Clause 5. The semiconductor device of any of the preceding clauses, where the semiconductor device may further comprise a backside gate cut dielectric pillar in direct contact with a backside surface of the frontside dielectric fill.
Clause 6. The semiconductor device of any of the preceding clauses, where the first frontside dielectric liner, the second frontside dielectric liner, the first frontside gate cut dielectric pillar, and the backside gate cut dielectric pillar may be comprised of a same dielectric material, and where the first backside dielectric fill and the frontside dielectric fill may be comprised of a different dielectric material.
Clause 7. The semiconductor device of any of the preceding clauses, where the first frontside gate cut dielectric pillar and the backside gate cut dielectric pillar may be offset from each other across the plurality of upper transistors and the plurality of lower transistors.
Clause 8. The semiconductor device of any of the preceding clauses, where the backside surface of the frontside dielectric fill may extend a third width along the y-axis, where a frontside surface of the backside gate cut dielectric pillar may extend a fourth width along the y-axis, and where the third width may be greater than the fourth width.

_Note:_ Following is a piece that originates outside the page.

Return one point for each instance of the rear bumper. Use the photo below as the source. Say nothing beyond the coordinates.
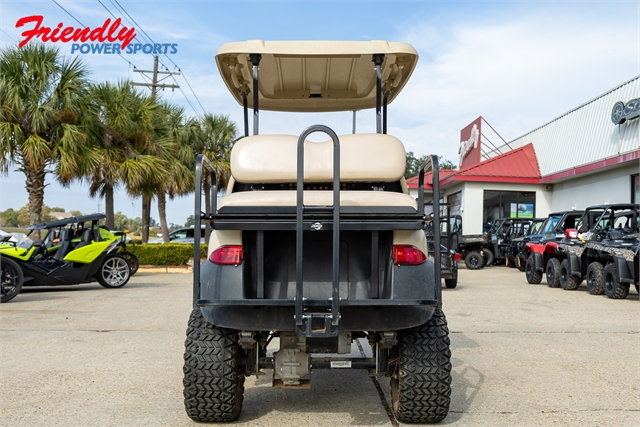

Clause 9. A semiconductor device includes a plurality of nanodevices including a plurality of upper transistors and a plurality of lower transistors, where the plurality of nanodevices include an upper active region and a lower active region that are offset from each other across the plurality of upper transistors and the plurality of lower transistors. A first frontside gate cut dielectric pillar and a second frontside gate cut dielectric pillar are located adjacent to and parallel to a first nanodevice and a second nanodevice, respectively, of the plurality of nanodevices along an x-axis, where a backside surface of the first frontside gate cut dielectric pillar and a backside surface of the second frontside gate cut dielectric pillar each extend a first width along a y-axis. A first backside dielectric fill and a second backside dielectric fill are in direct contact with the backside surface of the first frontside gate cut dielectric pillar and the backside surface of the second frontside gate cut dielectric pillar, respectively, where a frontside surface of the first backside dielectric fill and a frontside surface of the second backside dielectric fill each extend a second width along the y-axis, wherein the second width is greater than the first width.
Clause 10, the semiconductor device of any of the preceding clauses, where the upper active region may include a plurality of upper nanosheets and the lower active region may include a plurality of lower nanosheets, where the plurality of upper nanosheets may be located closer to the first frontside gate cut dielectric pillar than the plurality of lower nanosheets.
Clause 11. The semiconductor device of any of the preceding clauses, where the plurality of upper nanosheets and the plurality of lower nanosheets may be offset from each other across the plurality of upper transistors and the plurality of lower transistors.
Clause 12. The semiconductor device of any of the preceding clauses, where the semiconductor device may further comprise a first frontside dielectric liner extending along first inner sidewalls of the plurality of upper nanosheets and a second frontside dielectric liner extending along second inner sidewalls of the plurality of upper nanosheets. A frontside dielectric fill may be located between the first frontside dielectric liner and the second frontside dielectric liner.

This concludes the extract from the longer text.